Modelling Sovereign Credit Ratings: Evaluating the Accuracy and Driving
Factors using Machine Learning Techniques
- URL: http://arxiv.org/abs/2101.12684v1
- Date: Fri, 29 Jan 2021 17:06:18 GMT
- Title: Modelling Sovereign Credit Ratings: Evaluating the Accuracy and Driving
Factors using Machine Learning Techniques
- Authors: Bart H.L. Overes and Michel van der Wel
- Abstract summary: Sovereign credit ratings summarize the creditworthiness of countries.

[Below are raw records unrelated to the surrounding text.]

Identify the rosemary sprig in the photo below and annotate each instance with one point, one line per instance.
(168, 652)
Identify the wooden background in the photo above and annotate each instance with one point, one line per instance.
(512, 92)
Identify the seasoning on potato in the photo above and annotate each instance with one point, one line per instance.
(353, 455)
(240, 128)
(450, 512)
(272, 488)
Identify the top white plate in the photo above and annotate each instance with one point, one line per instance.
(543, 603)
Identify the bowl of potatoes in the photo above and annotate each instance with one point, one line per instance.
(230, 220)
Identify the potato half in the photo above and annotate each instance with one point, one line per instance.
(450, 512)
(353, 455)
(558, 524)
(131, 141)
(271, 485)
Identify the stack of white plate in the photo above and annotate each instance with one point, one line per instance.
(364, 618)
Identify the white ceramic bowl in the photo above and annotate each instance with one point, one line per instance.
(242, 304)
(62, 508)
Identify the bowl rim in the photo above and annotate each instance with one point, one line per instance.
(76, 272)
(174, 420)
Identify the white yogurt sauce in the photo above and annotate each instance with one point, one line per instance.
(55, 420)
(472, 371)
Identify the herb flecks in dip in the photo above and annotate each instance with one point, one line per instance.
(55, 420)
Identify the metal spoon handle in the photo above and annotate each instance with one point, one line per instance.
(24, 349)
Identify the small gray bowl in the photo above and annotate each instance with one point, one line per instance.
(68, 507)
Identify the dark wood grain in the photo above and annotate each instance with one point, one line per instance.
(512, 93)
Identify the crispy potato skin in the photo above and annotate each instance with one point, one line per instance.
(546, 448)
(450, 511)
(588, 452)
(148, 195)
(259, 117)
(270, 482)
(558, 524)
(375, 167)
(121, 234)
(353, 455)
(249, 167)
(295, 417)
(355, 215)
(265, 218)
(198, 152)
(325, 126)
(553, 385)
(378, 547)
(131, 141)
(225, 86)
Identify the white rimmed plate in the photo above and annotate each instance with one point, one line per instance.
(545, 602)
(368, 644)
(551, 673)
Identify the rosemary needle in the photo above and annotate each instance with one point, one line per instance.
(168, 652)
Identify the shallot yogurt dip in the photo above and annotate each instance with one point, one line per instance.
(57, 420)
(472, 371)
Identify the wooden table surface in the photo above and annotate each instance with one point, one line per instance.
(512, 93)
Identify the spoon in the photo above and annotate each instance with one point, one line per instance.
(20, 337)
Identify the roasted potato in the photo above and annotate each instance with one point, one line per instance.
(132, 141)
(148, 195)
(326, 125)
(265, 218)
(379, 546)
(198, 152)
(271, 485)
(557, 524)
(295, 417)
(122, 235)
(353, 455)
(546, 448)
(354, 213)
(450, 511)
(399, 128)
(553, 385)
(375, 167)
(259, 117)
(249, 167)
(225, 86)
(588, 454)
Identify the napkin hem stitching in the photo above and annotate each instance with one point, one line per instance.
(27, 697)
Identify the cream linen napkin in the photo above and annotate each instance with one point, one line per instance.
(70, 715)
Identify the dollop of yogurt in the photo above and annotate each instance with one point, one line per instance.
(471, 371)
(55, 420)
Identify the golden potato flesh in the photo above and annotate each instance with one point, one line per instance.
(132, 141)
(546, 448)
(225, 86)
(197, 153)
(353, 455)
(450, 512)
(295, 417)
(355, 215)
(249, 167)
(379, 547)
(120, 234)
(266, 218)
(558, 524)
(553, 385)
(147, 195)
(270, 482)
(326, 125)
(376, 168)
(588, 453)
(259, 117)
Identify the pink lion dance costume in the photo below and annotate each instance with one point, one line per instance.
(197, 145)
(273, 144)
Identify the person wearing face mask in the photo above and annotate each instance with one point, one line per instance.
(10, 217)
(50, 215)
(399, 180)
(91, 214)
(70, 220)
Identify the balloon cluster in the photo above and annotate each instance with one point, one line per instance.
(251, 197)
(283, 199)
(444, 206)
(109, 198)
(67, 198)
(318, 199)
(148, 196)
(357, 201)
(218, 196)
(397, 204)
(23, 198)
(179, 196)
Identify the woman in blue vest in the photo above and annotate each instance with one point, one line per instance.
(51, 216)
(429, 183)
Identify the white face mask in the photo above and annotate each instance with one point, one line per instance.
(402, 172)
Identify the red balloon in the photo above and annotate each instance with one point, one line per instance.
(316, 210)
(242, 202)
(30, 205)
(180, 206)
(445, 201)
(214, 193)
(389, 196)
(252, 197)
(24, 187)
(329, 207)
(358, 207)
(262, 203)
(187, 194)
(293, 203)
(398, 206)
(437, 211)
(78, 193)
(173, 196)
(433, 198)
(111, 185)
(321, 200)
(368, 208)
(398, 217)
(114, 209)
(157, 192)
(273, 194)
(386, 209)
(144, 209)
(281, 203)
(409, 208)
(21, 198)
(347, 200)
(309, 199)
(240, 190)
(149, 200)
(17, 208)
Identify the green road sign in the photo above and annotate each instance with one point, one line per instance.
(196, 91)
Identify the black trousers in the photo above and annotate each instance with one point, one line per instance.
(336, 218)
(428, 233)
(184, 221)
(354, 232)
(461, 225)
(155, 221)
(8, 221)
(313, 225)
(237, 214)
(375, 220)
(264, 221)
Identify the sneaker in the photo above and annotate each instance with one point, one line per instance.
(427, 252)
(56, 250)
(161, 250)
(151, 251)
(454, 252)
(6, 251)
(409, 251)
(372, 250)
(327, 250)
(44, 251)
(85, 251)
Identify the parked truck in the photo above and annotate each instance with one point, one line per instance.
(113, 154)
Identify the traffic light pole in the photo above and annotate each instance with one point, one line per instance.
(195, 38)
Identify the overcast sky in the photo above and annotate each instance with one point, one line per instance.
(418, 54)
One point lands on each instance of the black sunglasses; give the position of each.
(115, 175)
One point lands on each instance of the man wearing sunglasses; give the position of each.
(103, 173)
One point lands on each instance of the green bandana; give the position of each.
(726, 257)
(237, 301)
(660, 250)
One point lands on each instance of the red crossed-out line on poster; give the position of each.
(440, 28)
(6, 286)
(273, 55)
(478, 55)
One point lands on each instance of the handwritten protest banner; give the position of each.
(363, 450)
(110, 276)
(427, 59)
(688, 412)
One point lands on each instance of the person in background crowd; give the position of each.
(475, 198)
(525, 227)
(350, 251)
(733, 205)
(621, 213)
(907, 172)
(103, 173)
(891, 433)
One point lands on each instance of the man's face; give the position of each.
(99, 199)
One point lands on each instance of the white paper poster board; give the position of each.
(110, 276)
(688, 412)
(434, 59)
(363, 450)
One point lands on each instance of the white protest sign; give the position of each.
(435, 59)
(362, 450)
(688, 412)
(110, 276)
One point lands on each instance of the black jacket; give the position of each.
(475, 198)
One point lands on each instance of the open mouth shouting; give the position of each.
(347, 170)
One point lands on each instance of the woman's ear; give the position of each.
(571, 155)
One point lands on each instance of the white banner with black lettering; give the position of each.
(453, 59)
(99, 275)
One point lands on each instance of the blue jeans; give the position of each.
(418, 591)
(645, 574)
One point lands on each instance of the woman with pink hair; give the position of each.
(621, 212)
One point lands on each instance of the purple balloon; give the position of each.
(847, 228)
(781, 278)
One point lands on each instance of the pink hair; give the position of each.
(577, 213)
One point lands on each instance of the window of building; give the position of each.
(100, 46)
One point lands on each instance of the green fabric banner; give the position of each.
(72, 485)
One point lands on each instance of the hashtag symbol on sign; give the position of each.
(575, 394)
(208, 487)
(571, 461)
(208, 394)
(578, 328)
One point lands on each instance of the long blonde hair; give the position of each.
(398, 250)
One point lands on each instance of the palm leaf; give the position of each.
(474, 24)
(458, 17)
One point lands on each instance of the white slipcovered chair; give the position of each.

This paper investigates the use of a Multilayer Perceptron (MLP), Classification and Regression Trees (CART), and an Ordered Logit (OL) model for the prediction of sovereign credit ratings.
- Score: 0.0
- License: http://arxiv.org/licenses/nonexclusive-distrib/1.0/
- Abstract: Sovereign credit ratings summarize the creditworthiness of countries. These
ratings have a large influence on the economy and the yields at which
governments can issue new debt. This paper investigates the use of a Multilayer
Perceptron (MLP), Classification and Regression Trees (CART), and an Ordered
Logit (OL) model for the prediction of sovereign credit ratings. We show that
MLP is best suited for predicting sovereign credit ratings, with an accuracy of
68%, followed by CART (59%) and OL (33%). Investigation of the determining
factors shows that roughly the same explanatory variables are important in all
models, with regulatory quality, GDP per capita and unemployment rate as common
important variables. Consistent with economic theory, a higher regulatory
quality and/or GDP per capita are associated with a higher credit rating, while
a higher unemployment rate is associated with a lower credit rating.